REPUBLIKA.CO.ID, JAKARTA -- Menggarap film pendek dan serial memiliki sejumlah perbedaan. Hal itu dirasakan sineas Wahyu Agung Prasetyo ketika menyutradarai film pendek Tilik dan kini kembali mengarahkan serial "Tilik The Series" yang sudah bisa ditonton di WeTV.

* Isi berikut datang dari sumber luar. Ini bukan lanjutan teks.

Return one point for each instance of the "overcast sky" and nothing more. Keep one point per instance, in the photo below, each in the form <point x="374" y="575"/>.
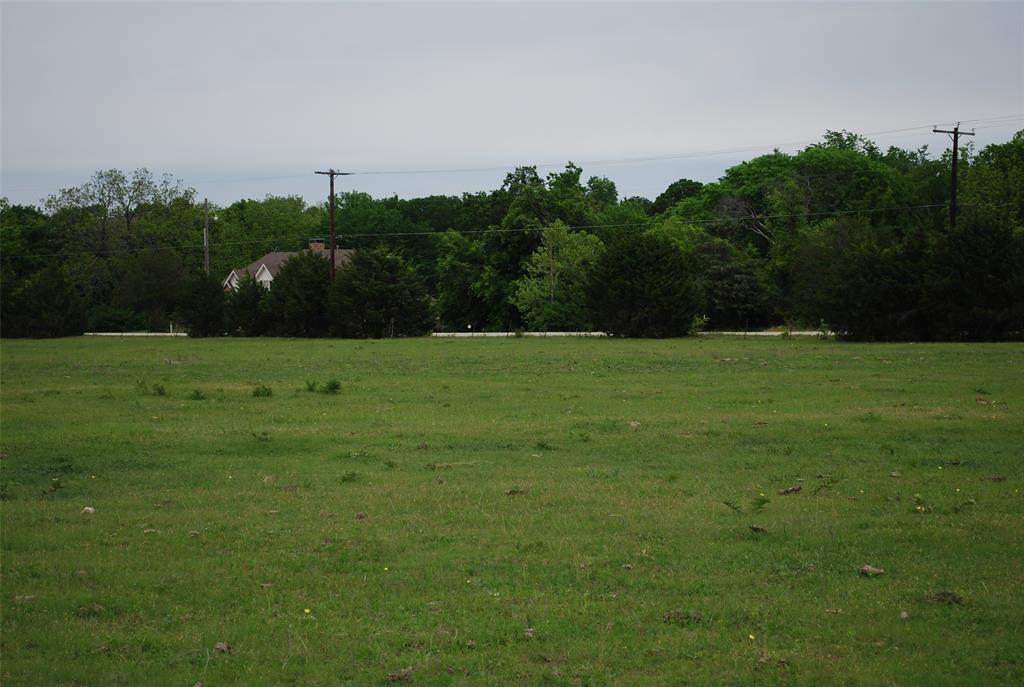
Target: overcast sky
<point x="241" y="99"/>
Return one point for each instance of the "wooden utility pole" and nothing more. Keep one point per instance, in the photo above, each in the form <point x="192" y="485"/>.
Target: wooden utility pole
<point x="954" y="134"/>
<point x="206" y="235"/>
<point x="332" y="173"/>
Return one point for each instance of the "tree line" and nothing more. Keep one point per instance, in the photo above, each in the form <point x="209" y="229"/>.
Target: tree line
<point x="841" y="234"/>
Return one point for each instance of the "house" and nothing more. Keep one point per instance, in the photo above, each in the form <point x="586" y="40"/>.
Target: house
<point x="264" y="269"/>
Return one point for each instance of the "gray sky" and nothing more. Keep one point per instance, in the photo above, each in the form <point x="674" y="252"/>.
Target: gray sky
<point x="241" y="99"/>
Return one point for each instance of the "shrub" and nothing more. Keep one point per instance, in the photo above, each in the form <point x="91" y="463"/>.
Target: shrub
<point x="202" y="307"/>
<point x="378" y="295"/>
<point x="643" y="288"/>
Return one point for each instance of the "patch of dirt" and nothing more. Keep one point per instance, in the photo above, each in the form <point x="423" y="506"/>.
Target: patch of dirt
<point x="683" y="617"/>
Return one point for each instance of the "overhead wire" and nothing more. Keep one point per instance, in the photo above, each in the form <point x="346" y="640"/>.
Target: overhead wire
<point x="698" y="221"/>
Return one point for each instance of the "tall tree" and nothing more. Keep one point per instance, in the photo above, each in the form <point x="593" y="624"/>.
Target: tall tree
<point x="377" y="295"/>
<point x="553" y="292"/>
<point x="643" y="287"/>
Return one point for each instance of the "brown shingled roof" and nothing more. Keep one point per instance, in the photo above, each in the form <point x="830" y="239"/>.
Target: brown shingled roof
<point x="275" y="259"/>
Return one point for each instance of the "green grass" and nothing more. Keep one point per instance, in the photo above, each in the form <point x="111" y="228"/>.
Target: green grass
<point x="519" y="511"/>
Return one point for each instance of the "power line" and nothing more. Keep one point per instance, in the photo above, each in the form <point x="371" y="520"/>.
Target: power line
<point x="721" y="220"/>
<point x="955" y="134"/>
<point x="676" y="156"/>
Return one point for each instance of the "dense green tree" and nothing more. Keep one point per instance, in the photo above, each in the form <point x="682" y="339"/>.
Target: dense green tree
<point x="247" y="229"/>
<point x="552" y="294"/>
<point x="643" y="287"/>
<point x="42" y="306"/>
<point x="202" y="308"/>
<point x="676" y="191"/>
<point x="297" y="301"/>
<point x="378" y="295"/>
<point x="734" y="294"/>
<point x="25" y="246"/>
<point x="246" y="309"/>
<point x="148" y="283"/>
<point x="460" y="266"/>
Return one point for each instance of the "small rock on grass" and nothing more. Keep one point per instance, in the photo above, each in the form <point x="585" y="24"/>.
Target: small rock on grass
<point x="947" y="598"/>
<point x="400" y="676"/>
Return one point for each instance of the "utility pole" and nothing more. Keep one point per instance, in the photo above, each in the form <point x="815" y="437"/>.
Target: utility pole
<point x="332" y="173"/>
<point x="954" y="134"/>
<point x="206" y="235"/>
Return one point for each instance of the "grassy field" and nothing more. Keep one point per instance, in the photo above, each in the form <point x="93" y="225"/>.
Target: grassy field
<point x="511" y="511"/>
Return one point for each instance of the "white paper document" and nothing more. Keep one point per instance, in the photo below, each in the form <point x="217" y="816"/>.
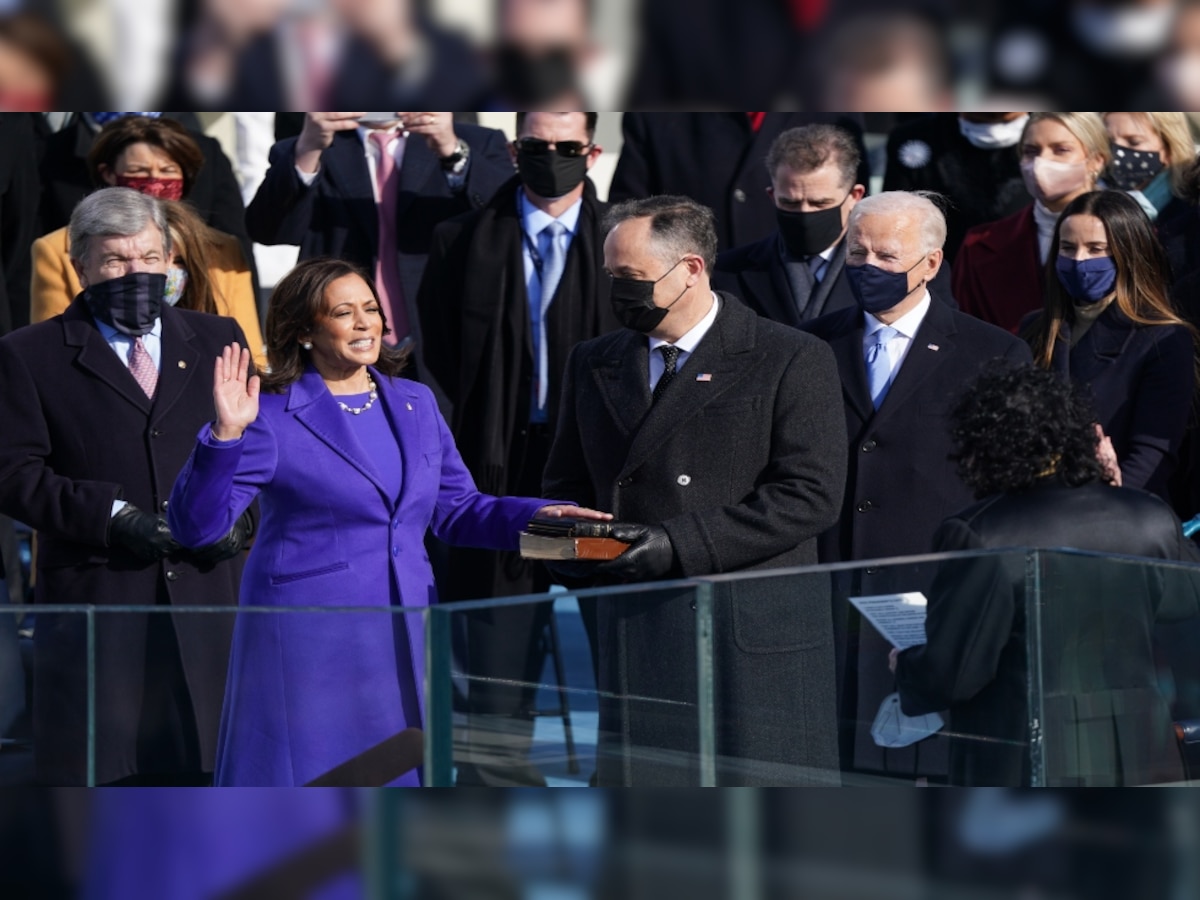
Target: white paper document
<point x="900" y="618"/>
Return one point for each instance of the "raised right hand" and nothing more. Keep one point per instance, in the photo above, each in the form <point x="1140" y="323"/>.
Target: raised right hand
<point x="318" y="133"/>
<point x="234" y="393"/>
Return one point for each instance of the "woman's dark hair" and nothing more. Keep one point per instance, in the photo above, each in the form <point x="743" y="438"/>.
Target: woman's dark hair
<point x="191" y="241"/>
<point x="1018" y="424"/>
<point x="1144" y="273"/>
<point x="167" y="135"/>
<point x="298" y="303"/>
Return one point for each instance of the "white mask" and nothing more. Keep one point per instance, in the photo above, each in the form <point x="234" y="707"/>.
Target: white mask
<point x="993" y="136"/>
<point x="1127" y="30"/>
<point x="1049" y="180"/>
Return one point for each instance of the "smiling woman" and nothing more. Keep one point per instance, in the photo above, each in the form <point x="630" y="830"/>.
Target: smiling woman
<point x="351" y="466"/>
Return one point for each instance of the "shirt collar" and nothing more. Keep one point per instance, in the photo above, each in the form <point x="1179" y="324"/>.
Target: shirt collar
<point x="111" y="334"/>
<point x="906" y="324"/>
<point x="689" y="342"/>
<point x="533" y="220"/>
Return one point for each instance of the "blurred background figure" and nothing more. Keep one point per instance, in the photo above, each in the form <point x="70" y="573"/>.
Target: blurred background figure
<point x="541" y="49"/>
<point x="883" y="60"/>
<point x="1152" y="154"/>
<point x="969" y="157"/>
<point x="717" y="159"/>
<point x="18" y="214"/>
<point x="999" y="270"/>
<point x="159" y="157"/>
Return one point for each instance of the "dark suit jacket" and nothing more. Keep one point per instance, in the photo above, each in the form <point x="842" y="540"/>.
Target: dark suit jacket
<point x="18" y="211"/>
<point x="997" y="275"/>
<point x="82" y="433"/>
<point x="756" y="274"/>
<point x="1141" y="381"/>
<point x="717" y="160"/>
<point x="743" y="471"/>
<point x="336" y="215"/>
<point x="215" y="193"/>
<point x="900" y="485"/>
<point x="1104" y="719"/>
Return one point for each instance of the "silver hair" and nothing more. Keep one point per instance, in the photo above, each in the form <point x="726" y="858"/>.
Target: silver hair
<point x="114" y="213"/>
<point x="922" y="205"/>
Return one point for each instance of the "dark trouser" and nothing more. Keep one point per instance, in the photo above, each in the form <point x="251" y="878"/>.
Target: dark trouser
<point x="505" y="653"/>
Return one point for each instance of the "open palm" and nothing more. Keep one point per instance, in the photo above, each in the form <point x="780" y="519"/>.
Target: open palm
<point x="234" y="393"/>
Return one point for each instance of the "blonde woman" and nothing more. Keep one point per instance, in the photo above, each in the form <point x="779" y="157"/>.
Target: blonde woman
<point x="1152" y="154"/>
<point x="997" y="273"/>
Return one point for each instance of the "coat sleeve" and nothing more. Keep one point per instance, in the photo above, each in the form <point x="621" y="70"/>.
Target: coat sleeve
<point x="567" y="472"/>
<point x="799" y="493"/>
<point x="1162" y="400"/>
<point x="967" y="624"/>
<point x="30" y="490"/>
<point x="51" y="289"/>
<point x="219" y="483"/>
<point x="466" y="517"/>
<point x="282" y="209"/>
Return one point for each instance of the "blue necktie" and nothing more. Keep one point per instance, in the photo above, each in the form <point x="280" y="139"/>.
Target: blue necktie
<point x="553" y="261"/>
<point x="879" y="365"/>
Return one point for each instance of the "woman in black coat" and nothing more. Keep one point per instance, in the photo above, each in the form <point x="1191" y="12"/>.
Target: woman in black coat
<point x="1025" y="442"/>
<point x="1108" y="324"/>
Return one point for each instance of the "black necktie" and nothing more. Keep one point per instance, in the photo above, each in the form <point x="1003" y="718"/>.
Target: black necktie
<point x="670" y="357"/>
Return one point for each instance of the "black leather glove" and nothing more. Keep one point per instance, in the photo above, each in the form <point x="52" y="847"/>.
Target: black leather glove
<point x="142" y="534"/>
<point x="228" y="546"/>
<point x="649" y="556"/>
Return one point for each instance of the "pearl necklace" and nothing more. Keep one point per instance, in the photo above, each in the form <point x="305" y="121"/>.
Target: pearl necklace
<point x="365" y="407"/>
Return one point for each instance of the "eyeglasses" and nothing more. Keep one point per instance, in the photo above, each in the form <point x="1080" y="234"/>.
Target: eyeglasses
<point x="537" y="147"/>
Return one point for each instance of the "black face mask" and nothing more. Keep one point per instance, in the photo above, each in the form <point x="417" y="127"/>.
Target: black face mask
<point x="551" y="175"/>
<point x="805" y="234"/>
<point x="633" y="301"/>
<point x="130" y="304"/>
<point x="531" y="81"/>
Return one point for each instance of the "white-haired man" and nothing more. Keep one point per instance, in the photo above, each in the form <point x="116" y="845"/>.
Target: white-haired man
<point x="903" y="361"/>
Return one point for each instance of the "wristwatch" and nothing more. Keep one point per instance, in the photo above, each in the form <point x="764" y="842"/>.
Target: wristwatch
<point x="456" y="161"/>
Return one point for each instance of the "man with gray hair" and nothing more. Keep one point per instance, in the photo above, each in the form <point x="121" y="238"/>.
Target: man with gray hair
<point x="798" y="273"/>
<point x="714" y="437"/>
<point x="102" y="406"/>
<point x="903" y="361"/>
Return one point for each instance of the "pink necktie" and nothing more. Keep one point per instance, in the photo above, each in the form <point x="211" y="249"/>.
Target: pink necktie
<point x="387" y="265"/>
<point x="142" y="367"/>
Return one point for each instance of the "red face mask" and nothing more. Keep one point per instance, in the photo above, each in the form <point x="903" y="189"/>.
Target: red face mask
<point x="162" y="189"/>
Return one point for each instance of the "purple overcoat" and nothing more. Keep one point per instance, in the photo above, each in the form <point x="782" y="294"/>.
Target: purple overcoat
<point x="311" y="690"/>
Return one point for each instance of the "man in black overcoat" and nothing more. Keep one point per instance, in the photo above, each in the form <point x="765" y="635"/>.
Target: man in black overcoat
<point x="497" y="291"/>
<point x="714" y="436"/>
<point x="102" y="406"/>
<point x="903" y="359"/>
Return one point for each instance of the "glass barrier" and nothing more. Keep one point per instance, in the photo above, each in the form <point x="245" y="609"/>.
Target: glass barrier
<point x="639" y="712"/>
<point x="1009" y="667"/>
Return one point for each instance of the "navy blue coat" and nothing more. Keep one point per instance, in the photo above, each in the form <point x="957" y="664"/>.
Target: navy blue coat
<point x="1141" y="381"/>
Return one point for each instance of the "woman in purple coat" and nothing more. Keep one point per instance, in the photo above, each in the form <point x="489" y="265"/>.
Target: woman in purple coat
<point x="351" y="466"/>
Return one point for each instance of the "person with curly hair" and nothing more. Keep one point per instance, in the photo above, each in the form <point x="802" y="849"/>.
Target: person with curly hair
<point x="1109" y="324"/>
<point x="1026" y="444"/>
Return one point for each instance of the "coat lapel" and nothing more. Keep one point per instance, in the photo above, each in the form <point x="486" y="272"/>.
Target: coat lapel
<point x="97" y="358"/>
<point x="847" y="348"/>
<point x="726" y="353"/>
<point x="317" y="409"/>
<point x="180" y="363"/>
<point x="931" y="346"/>
<point x="622" y="378"/>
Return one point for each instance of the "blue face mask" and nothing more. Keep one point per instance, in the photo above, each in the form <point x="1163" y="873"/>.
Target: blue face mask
<point x="877" y="289"/>
<point x="1086" y="281"/>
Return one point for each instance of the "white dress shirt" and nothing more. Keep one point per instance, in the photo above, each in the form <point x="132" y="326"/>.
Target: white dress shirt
<point x="687" y="345"/>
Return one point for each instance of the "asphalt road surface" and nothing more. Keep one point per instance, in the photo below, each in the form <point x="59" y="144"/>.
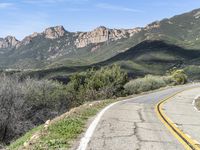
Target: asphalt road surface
<point x="133" y="125"/>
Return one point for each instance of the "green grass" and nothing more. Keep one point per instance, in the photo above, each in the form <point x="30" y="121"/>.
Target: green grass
<point x="19" y="142"/>
<point x="61" y="133"/>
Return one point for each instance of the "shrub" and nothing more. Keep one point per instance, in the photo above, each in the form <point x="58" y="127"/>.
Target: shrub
<point x="27" y="103"/>
<point x="147" y="83"/>
<point x="97" y="84"/>
<point x="179" y="76"/>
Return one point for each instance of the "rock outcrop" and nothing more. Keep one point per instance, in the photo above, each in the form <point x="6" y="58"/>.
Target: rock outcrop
<point x="103" y="34"/>
<point x="54" y="32"/>
<point x="8" y="42"/>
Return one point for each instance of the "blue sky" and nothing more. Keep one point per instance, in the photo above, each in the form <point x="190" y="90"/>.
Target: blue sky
<point x="23" y="17"/>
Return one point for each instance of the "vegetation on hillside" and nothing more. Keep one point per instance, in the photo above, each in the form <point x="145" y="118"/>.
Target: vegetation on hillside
<point x="150" y="82"/>
<point x="28" y="101"/>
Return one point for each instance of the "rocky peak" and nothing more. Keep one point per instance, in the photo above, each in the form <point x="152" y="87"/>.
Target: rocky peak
<point x="103" y="34"/>
<point x="54" y="32"/>
<point x="8" y="42"/>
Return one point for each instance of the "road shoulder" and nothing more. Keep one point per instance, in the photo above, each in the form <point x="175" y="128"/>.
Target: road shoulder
<point x="182" y="113"/>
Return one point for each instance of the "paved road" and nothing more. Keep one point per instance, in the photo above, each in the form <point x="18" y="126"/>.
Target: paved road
<point x="184" y="115"/>
<point x="133" y="125"/>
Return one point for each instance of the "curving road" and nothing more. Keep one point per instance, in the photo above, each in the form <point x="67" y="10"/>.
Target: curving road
<point x="133" y="125"/>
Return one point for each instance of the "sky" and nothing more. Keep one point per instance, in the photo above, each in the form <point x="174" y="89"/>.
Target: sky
<point x="20" y="18"/>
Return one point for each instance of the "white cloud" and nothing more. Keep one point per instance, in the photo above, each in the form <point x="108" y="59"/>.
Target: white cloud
<point x="53" y="1"/>
<point x="5" y="5"/>
<point x="116" y="8"/>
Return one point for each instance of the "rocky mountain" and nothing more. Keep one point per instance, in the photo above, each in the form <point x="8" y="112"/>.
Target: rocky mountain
<point x="56" y="47"/>
<point x="8" y="42"/>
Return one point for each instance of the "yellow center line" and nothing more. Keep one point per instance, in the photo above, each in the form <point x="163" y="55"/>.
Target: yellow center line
<point x="188" y="143"/>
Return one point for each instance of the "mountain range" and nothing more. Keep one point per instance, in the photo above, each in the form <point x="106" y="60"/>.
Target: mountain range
<point x="155" y="48"/>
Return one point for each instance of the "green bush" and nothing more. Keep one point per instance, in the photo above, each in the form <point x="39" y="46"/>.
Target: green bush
<point x="179" y="76"/>
<point x="97" y="84"/>
<point x="147" y="83"/>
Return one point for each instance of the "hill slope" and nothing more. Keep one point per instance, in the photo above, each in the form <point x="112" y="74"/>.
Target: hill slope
<point x="57" y="47"/>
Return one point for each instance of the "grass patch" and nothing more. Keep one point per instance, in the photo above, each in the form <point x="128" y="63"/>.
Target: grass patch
<point x="63" y="131"/>
<point x="19" y="142"/>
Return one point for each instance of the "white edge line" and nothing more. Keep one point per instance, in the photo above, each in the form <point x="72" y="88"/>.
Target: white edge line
<point x="86" y="139"/>
<point x="194" y="101"/>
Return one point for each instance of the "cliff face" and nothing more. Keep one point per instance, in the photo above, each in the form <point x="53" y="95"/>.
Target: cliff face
<point x="8" y="42"/>
<point x="103" y="34"/>
<point x="54" y="32"/>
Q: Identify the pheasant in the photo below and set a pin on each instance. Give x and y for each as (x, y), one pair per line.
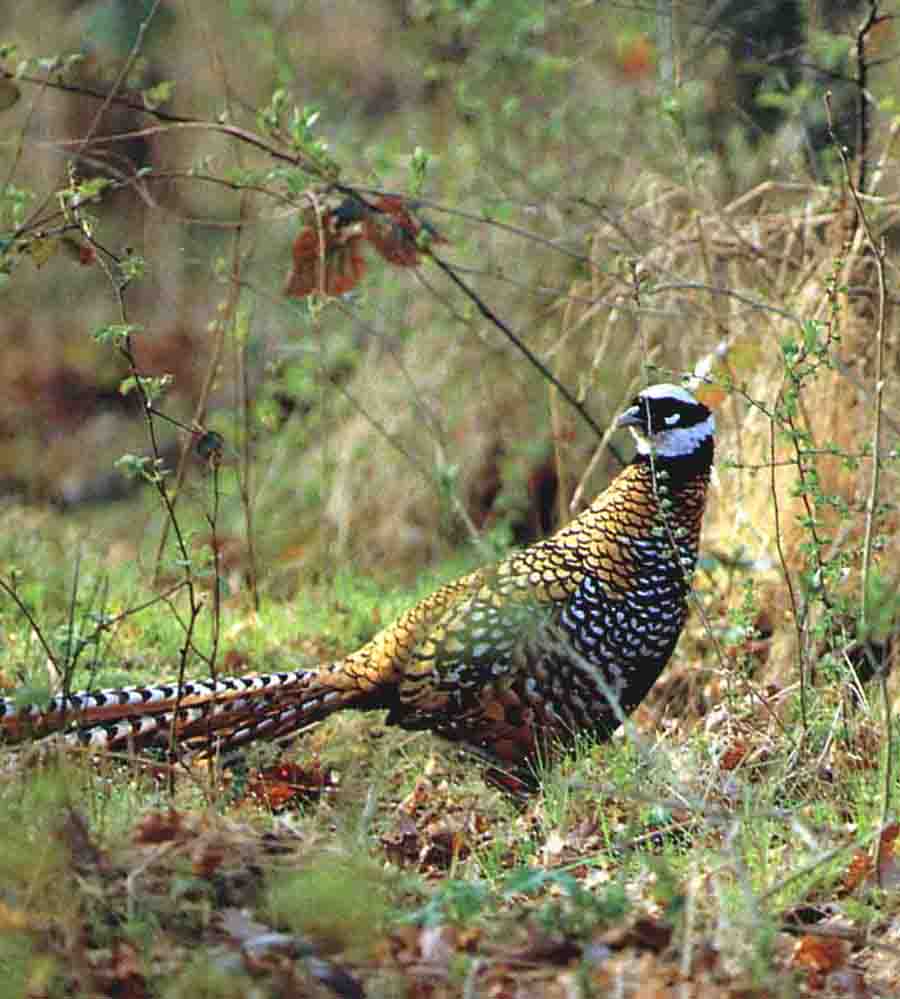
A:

"Secara treatment syuting tentu beda. Syuting untuk film pendeknya hanya empat hari. Di series kami syuting selama 24 hari. Prosesnya panjang. Karena di film pendek fokus hanya di truk dan perjalanan. Di serial, ceritanya melebar dan banyak cast baru," kata Agung.
Pada konferensi pers virtual "Tilik The Series", Agung mengungkap bahwa berbagai lapisan cerita akan terbuka dalam serial yang terdiri atas delapan episode itu. Salah satunya, sosok Bu Tejo yang jadi ikon. Bu Tejo yang biasa mengkritisi orang lain, kini dia pun ikut dikritisi.
Tak hanya Bu Tejo, deretan tokoh lain juga menunjukkan berbagai sisi dari diri masing-masing. Ragam konflik itu punya satu latar kisah, yakni ide besar terkait pemilihan lurah. Rentang waktu cerita dalam serial tak jauh beda dari film pendeknya silam.
Seperti film pendeknya, "Tilik The Series" digarap oleh rumah produksi Ravacana Films. Kini, Ravacana bekerja sama dengan MD Entertainment dan WeTV. Skenario serial digarap oleh Bagus Sumartono bersama Vanis, yang keduanya berasal dari Ravacana.
Menurut Vanis, pihak kolaborator memberikan ruang eksplorasi yang luas bagi penulis. Berkat itu, Ravacana bisa mengusung elemen yang familier dengan Yogyakarta. Seperti di film pendek, dialog dalam serial didominasi bahasa Jawa dengan terjemahan bahasa Indonesia. "Aktor dan kru kami pun semuanya berasal dari Yogyakarta," ujar Vanis.
Bagus Sumartono menyampaikan inspirasinya menggarap naskah serial. Bagus dahulu juga menulis naskah film pendek Tilik. Setelah film pendeknya viral, dia berusaha meneruskan kisah para tokohnya dengan berbagai konflik.
Inti dari kisah yang kini diusung Bagus adalah sosok perempuan yang punya banyak sekali tugas dan peran dalam hidupnya. Bagus mendapati banyak perempuan menguasai kemampuan mengerjakan banyak tugas sekaligus alias multitasking.
Dia terkagum-kagum dengan itu dan menuangkannya dalam cerita. Tidak hanya berhenti di figur Bu Tejo, tetapi juga banyak tokoh perempuan lain. "Itu jadi value di tayangan ini. Multitasking bukan menjadi semacam ledekan atau olok-olok, tapi memang begini situasi sehari-hari yang kami temui," kata Bagus.